Move large stones is an example of a Problem Solvers challenge
How to run Problem Solvers activities
Problem Solvers are a twist on traditional making activities that will encourage pupils to solve problems creatively. Children work together to make items that meet a particular need, using generous amounts of everyday materials. More than just an activity, Problem Solvers allows pupils to overcome hurdles, seek out solutions as a team, develop their critical thinking, all whilst having fun.
Explain that you will be working in groups to come up with ideas that can solve the problem challenge presented. This hands-on making activity will put pupils' knowledge to the test and improve their ability to work as a team.
Present the problem challenge to the class. Ask what the pupils already know, or think they know, about the question you’ve presented.
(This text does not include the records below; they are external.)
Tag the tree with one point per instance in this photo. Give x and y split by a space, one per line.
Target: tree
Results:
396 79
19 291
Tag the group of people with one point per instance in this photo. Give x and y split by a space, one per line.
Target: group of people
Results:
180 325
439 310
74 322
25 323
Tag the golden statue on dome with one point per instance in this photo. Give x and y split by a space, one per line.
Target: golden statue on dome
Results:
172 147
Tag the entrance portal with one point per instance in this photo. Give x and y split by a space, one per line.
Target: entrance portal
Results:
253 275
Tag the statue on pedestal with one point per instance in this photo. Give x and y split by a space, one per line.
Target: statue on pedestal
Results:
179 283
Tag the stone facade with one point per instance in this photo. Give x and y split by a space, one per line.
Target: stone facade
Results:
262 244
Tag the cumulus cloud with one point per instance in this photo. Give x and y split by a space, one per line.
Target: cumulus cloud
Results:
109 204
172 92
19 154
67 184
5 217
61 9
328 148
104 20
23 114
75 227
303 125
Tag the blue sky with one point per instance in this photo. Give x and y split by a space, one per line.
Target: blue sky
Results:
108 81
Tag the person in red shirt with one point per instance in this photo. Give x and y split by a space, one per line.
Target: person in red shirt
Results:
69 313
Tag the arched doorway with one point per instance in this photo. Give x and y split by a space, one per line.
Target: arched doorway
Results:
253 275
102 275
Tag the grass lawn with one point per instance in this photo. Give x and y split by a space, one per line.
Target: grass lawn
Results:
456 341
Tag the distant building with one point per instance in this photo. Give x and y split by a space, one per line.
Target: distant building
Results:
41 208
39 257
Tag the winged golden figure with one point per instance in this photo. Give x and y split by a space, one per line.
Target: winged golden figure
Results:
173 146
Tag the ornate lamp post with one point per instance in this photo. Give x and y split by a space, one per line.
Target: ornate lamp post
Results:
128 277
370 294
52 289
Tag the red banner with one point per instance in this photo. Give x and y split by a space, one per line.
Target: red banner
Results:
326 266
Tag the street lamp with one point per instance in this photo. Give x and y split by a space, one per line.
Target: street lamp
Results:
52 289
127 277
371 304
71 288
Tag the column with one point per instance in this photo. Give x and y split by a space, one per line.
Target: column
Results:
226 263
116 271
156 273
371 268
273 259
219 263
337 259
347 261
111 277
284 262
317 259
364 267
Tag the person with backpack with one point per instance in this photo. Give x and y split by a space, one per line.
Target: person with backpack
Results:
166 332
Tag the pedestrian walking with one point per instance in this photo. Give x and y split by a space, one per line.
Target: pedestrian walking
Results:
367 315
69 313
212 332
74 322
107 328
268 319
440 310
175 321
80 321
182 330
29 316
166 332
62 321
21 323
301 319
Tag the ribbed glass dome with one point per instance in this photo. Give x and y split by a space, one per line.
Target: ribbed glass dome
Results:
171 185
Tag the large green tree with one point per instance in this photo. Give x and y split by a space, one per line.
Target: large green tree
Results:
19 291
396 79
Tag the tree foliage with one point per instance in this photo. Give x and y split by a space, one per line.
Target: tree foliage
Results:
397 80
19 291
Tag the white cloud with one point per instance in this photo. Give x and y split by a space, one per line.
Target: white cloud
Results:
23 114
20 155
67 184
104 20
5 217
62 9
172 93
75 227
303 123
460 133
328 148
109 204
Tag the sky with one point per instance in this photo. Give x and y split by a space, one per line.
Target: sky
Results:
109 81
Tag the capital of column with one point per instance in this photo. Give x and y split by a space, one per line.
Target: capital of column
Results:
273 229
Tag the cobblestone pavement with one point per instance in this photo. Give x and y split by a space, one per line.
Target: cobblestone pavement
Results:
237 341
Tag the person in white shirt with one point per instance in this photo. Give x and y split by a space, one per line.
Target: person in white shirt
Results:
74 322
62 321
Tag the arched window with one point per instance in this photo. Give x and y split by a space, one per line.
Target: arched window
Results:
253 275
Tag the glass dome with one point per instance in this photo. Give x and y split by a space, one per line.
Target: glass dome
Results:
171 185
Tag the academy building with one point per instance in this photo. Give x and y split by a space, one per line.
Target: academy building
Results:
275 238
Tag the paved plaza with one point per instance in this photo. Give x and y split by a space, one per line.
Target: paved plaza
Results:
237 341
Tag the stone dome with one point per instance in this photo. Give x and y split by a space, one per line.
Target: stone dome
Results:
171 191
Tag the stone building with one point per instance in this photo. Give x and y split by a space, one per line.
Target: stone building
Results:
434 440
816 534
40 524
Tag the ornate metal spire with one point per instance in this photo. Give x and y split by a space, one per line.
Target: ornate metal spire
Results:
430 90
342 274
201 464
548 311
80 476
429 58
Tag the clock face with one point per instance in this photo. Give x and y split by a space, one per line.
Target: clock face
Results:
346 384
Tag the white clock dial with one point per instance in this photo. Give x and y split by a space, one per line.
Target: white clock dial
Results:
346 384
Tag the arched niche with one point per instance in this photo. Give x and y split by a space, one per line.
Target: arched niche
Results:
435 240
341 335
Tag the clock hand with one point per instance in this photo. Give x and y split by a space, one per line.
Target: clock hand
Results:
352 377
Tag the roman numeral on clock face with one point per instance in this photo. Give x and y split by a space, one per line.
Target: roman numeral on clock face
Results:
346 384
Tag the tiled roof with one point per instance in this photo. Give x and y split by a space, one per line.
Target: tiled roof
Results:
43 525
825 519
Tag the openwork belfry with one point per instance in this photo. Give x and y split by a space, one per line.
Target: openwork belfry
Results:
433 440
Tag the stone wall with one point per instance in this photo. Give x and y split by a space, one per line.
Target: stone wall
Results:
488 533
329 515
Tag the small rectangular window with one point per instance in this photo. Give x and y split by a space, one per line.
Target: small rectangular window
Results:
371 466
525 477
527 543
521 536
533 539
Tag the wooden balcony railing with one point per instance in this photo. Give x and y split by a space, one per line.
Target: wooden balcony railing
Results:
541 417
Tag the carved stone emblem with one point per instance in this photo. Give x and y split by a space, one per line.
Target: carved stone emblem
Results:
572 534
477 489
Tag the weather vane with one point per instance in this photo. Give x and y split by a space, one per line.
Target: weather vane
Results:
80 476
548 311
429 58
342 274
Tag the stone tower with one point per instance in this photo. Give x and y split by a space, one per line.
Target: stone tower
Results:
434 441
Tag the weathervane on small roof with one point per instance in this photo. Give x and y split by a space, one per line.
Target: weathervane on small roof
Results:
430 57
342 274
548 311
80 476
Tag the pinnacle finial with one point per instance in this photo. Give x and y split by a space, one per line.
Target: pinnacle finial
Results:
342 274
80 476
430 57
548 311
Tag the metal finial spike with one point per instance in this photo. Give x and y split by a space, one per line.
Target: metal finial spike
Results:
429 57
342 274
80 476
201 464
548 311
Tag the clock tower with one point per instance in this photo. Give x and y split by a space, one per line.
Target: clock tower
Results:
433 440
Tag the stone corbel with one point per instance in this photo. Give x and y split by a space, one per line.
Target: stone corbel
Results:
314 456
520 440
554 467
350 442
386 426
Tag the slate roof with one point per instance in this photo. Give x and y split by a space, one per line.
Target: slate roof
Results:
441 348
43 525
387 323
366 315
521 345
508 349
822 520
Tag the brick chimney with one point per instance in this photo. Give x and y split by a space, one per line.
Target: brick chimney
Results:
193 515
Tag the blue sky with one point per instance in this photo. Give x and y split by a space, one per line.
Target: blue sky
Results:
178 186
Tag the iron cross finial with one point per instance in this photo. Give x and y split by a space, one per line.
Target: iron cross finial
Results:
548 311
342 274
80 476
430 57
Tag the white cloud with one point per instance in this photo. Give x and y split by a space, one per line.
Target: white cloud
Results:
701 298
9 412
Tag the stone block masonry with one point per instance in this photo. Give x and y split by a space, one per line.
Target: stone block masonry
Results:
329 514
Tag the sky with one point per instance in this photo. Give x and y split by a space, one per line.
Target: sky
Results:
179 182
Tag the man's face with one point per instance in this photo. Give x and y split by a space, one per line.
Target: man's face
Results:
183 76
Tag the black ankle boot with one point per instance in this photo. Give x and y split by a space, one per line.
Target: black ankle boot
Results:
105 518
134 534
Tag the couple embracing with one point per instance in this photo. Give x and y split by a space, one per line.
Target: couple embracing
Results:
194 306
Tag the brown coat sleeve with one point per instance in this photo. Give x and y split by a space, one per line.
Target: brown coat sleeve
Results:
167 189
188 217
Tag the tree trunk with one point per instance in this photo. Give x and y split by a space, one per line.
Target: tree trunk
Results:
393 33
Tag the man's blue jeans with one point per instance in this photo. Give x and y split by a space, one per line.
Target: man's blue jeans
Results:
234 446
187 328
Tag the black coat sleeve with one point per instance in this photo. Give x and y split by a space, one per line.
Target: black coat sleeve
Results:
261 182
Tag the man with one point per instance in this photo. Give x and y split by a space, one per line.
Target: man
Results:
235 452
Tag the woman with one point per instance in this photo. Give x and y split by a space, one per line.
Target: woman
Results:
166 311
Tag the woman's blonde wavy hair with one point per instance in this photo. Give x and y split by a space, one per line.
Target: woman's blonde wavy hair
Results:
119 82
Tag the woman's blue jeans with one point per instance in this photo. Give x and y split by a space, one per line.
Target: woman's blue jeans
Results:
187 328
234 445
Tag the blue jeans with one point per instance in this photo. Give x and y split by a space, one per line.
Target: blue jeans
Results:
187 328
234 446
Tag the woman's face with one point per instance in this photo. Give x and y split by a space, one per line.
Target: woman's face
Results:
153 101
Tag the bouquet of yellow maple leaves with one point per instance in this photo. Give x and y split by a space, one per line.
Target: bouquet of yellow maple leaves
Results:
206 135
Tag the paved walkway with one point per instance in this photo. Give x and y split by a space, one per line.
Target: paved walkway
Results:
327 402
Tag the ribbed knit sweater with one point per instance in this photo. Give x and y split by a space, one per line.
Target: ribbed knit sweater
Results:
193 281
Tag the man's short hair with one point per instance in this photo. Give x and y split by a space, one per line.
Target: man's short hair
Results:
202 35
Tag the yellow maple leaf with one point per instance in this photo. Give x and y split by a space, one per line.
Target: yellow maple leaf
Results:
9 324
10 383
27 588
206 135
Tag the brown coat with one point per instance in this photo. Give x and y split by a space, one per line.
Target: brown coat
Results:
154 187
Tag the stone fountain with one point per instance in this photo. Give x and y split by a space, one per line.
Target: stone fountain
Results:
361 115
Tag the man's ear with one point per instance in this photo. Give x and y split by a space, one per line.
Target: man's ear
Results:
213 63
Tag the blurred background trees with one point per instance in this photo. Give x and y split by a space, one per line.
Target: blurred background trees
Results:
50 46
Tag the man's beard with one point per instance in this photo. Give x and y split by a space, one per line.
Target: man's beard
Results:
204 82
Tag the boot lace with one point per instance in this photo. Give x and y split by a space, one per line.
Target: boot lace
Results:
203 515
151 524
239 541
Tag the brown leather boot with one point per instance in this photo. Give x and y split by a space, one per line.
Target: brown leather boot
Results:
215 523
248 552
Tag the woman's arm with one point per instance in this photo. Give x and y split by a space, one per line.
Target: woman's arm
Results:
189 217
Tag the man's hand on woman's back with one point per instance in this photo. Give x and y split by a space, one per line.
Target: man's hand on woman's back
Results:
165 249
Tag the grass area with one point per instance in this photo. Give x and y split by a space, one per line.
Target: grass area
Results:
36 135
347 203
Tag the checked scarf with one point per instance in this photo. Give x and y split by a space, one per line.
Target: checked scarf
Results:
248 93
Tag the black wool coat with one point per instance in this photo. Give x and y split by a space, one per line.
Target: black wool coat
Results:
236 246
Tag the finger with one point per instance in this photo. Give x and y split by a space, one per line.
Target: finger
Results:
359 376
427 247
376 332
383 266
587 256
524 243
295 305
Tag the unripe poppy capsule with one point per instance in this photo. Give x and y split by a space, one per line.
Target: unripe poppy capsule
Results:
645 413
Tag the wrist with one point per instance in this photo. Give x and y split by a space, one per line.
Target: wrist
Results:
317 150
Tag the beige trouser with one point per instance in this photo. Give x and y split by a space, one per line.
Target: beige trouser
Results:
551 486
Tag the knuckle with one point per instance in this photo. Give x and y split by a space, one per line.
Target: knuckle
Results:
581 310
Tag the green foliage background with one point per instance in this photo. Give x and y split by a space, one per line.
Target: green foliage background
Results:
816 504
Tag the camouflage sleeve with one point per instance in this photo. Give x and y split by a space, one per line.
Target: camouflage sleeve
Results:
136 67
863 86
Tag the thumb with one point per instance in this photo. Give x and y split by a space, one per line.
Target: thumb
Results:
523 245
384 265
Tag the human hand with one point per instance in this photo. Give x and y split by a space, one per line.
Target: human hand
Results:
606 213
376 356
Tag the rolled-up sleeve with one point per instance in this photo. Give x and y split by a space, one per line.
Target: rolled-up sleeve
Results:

Sometimes you have to solve a problem on the spot. Explain that today the class will need to make something using just the materials provided. Discuss what pupils think they might learn from doing this. Explain that they will have 15 minutes to do the task in hand.
At the end of 15 minutes, it's peer review time. Discuss each other's designs as a class. Encourage pupils to provide kind, specific and helpful feedback on how each other's creations might be refined.
Allow five more minutes and give everyone a chance to act on their feedback by refining and developing their design.
When the 5 minutes is up, survey the groups' design solutions. Discuss what they've made and how their designs have changed as a result of the feedback. What have they learned from refining their solutions?